Community banks hopeful as lawmakers target financial rules

Community banks that can be vital to many small businesses are hopeful about changes that the Trump administration and Congress have promised to legislation passed after the financial crisis that tightened supervision of Wall Street and the banking industry.

The number of small, local banks has declined since the Great Recession, a change that advocates feel was intensified by the paperwork the increased oversight entails. That's disappointing to many small business owners, who find it easier to form relationships with community bank branch managers and bankers than with those at regional or international banks. A community banker can advise them and steer business their way, for example, connecting a company owner with a new accountant.

"I need someone I can talk to who can understand the dynamics of a small business," says Ken Yager, who owns Newpoint Advisors, a Schaumburg, Illinois-based consulting firm. "With a big bank, you just disappear into an account number."

Jeff Bridgman remembers when his community bank would cover an overdraft for his antiques business, knowing he'd have funds in the account within a few days. He had a close relationship with the employees even as the bank went through several mergers over 15 years. But a staff turnover at the bank, now one of the more than 200 branches of Northwest Bank, left him without the attention and support he had in the past.

"I don't know how a bank could help me today, so I don't even consider them as a tool for growth," says Bridgman, whose eponymous company is located in York, Pennsylvania. "The bank for me today is just a place for money to sit for a couple of days while I write checks."

The U.S. had 5,521 community banks as of Sept. 30, down more than 25 percent from 7,442 at the end of 2008, when the banking crisis was still in its early days, according to the Independent Community Bankers Association, an industry group. The Federal Deposit Insurance Corp. has reported nearly 500 bank failures since 2009, most of them small banks. Others have merged to cut costs and stay in business, but many have struggled even as the economy has recovered.

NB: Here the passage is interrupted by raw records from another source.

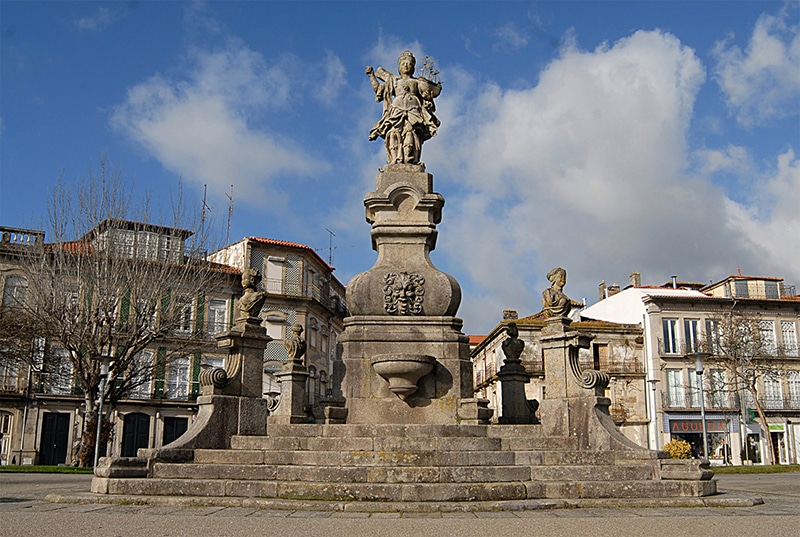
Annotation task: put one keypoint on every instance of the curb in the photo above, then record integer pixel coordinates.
(720, 501)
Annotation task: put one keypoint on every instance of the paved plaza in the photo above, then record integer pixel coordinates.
(25, 512)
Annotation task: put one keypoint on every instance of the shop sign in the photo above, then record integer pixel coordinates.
(696, 426)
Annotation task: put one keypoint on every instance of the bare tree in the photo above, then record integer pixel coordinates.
(108, 283)
(740, 346)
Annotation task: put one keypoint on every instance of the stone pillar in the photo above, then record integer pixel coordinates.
(292, 405)
(563, 411)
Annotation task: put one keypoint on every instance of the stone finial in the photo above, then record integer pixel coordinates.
(555, 303)
(408, 117)
(295, 344)
(513, 346)
(252, 300)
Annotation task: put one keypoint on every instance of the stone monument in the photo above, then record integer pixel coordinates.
(406, 359)
(411, 430)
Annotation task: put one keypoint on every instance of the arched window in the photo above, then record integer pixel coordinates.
(15, 291)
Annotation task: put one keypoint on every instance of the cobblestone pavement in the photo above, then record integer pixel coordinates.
(25, 512)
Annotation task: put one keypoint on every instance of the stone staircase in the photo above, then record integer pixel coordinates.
(407, 463)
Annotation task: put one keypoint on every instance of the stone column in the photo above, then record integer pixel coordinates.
(406, 359)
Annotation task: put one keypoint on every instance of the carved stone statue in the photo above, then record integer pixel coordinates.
(408, 108)
(513, 346)
(554, 301)
(295, 344)
(252, 300)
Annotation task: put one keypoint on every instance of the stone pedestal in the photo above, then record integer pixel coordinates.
(564, 411)
(292, 405)
(516, 408)
(405, 357)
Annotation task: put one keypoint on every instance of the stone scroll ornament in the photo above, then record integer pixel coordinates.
(403, 293)
(408, 117)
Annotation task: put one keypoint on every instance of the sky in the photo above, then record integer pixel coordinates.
(606, 137)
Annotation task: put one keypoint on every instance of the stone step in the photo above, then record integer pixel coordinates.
(356, 458)
(296, 490)
(637, 472)
(402, 492)
(338, 474)
(356, 443)
(627, 489)
(376, 431)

Industry groups blame increased regulation, including the Dodd-Frank bill passed by Congress in 2010. Last week, President Donald Trump signed an executive order directing the Treasury secretary to review Dodd-Frank and its thousands of regulations. Changes in the law would have to be made by Congress, and House Financial Services Committee Chairman Jeb Hensarling of Texas has proposed modifying portions that affect smaller banks.

Dodd-Frank has created additional procedures and paperwork for all banks, but community banks have a harder time meeting the requirements because they have far smaller staffs than regional or national financial institutions, says Paul Merski, the ICBA's chief economist.

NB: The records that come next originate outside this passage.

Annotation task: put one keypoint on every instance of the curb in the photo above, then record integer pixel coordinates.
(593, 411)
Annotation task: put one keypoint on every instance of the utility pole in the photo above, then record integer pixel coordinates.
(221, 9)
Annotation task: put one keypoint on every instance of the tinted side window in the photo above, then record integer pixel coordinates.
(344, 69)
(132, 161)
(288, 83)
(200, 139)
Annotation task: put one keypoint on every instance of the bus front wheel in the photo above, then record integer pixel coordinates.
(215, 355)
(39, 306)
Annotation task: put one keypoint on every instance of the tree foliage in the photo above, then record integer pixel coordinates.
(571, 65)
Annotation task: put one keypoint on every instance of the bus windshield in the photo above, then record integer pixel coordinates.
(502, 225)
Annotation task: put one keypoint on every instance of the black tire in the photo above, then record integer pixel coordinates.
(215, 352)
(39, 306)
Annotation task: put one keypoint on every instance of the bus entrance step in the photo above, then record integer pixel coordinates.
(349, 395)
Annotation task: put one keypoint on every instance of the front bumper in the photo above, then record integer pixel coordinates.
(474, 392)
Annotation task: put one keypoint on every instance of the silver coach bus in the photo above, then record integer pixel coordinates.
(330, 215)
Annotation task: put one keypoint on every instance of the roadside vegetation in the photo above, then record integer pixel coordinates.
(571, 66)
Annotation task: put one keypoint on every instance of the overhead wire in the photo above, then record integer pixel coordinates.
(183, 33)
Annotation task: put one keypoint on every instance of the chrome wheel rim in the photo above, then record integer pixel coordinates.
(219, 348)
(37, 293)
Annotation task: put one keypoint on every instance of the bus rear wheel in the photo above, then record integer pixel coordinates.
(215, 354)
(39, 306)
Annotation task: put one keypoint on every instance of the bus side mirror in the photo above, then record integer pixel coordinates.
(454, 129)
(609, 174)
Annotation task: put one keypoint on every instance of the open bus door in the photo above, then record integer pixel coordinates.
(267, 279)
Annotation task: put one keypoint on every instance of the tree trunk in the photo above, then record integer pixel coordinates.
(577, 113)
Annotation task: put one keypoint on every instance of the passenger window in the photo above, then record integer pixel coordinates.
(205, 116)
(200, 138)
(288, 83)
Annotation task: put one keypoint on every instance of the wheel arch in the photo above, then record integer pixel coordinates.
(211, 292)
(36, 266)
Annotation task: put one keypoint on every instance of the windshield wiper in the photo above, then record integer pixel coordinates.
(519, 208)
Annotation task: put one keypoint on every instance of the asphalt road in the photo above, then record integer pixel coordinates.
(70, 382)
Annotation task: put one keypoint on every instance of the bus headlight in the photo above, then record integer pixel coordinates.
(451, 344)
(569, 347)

"You can't say which provision it is that's causing you concern. It's more like death by a thousand cuts," says Tim Zimmerman, president of Standard Bank, a Pittsburgh-area community bank with nine branches. "It's exhausting management and staff of community banks around the country."

The ICBA is advocating for several banking laws to be repealed or modified. Among them:

— Rules under the Home Mortgage Disclosure Act that sharply increased the amount of data banks must report to the government on each home mortgage application.

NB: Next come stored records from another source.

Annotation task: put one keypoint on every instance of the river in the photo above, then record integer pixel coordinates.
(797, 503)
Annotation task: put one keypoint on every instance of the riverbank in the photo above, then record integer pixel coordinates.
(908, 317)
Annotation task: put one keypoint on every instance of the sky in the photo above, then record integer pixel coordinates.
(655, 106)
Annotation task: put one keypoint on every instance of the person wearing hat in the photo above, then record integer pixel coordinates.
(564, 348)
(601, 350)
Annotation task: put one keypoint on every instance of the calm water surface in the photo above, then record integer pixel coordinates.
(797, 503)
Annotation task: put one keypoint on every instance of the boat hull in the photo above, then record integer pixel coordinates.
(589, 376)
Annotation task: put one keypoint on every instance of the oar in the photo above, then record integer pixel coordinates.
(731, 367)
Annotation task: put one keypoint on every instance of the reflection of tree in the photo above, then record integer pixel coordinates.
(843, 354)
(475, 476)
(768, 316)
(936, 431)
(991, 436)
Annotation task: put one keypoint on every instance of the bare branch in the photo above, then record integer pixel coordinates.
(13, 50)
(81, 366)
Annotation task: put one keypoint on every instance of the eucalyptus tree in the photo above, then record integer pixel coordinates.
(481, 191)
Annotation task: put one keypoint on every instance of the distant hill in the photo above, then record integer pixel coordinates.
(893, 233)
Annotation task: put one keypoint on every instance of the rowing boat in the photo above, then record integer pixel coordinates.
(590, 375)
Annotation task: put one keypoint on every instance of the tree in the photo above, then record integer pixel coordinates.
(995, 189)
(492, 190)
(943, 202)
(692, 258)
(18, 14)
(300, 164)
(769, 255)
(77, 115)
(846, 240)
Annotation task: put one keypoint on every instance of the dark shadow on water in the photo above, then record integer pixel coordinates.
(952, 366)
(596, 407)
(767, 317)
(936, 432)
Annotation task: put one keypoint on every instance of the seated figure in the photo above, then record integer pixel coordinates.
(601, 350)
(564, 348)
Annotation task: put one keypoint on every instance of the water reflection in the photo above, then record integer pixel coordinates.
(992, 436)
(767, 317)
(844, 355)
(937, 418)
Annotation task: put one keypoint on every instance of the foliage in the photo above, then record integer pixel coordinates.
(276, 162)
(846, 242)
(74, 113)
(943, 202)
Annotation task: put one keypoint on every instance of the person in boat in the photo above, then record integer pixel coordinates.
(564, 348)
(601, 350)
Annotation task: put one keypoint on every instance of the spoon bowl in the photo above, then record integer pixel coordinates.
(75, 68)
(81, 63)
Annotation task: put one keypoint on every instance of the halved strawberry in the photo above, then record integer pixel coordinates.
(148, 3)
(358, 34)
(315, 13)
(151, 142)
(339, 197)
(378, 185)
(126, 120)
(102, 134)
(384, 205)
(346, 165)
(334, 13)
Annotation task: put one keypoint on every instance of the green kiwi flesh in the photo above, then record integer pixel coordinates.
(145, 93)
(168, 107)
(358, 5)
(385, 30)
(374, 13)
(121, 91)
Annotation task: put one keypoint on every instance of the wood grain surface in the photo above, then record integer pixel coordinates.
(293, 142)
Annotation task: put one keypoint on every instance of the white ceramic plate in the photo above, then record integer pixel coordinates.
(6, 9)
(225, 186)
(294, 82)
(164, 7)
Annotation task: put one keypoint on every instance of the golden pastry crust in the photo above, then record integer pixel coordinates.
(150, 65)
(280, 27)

— Regulations still to take effect under Dodd-Frank that would require banks to collect and report information to the government about each small business loan application.

— Requirements on the amount of money community banks must hold in reserve to protect against losses from bad loans. Those requirements were put into effect after losses at the nation's biggest financial institutions threatened the world banking system.

The changes were intended to protect against failures like Lehman Brothers in 2008, and community banks don't pose a similar threat, the ICBA says. Community banks are likely to have several billions of dollars in assets each, according to the FDIC, while regional banks may have assets in the hundreds of billions of dollars and international banks like Bank of America and Wells Fargo have assets into the trillions. Small business advocates say they're feeling the reverberations.

"The overregulation has caused costs to go through the roof, many banks have been shut down and that has hit small businesses," says Javier Palomarez, president of the United States Hispanic Chamber of Commerce.

Yager, whose firm specializes in helping financially troubled small businesses, uses larger banks for tasks like money transfers, but depends on his community bank for most of his needs. He finds community bankers more willing than larger ones to try to help companies succeed.

"They'll ask questions like, what collateral do you have? Do you have a plan? What have you missed in your business that could do to help make things better?" he says.

In the meantime, struggling community banks are expected to continue merging. Standard, the Pittsburgh-area bank, is in the process of consolidating with another area community bank, Allegheny Valley Bancorp, which has eight branches.

"We can't afford to keep going the way we're going," Zimmerman says.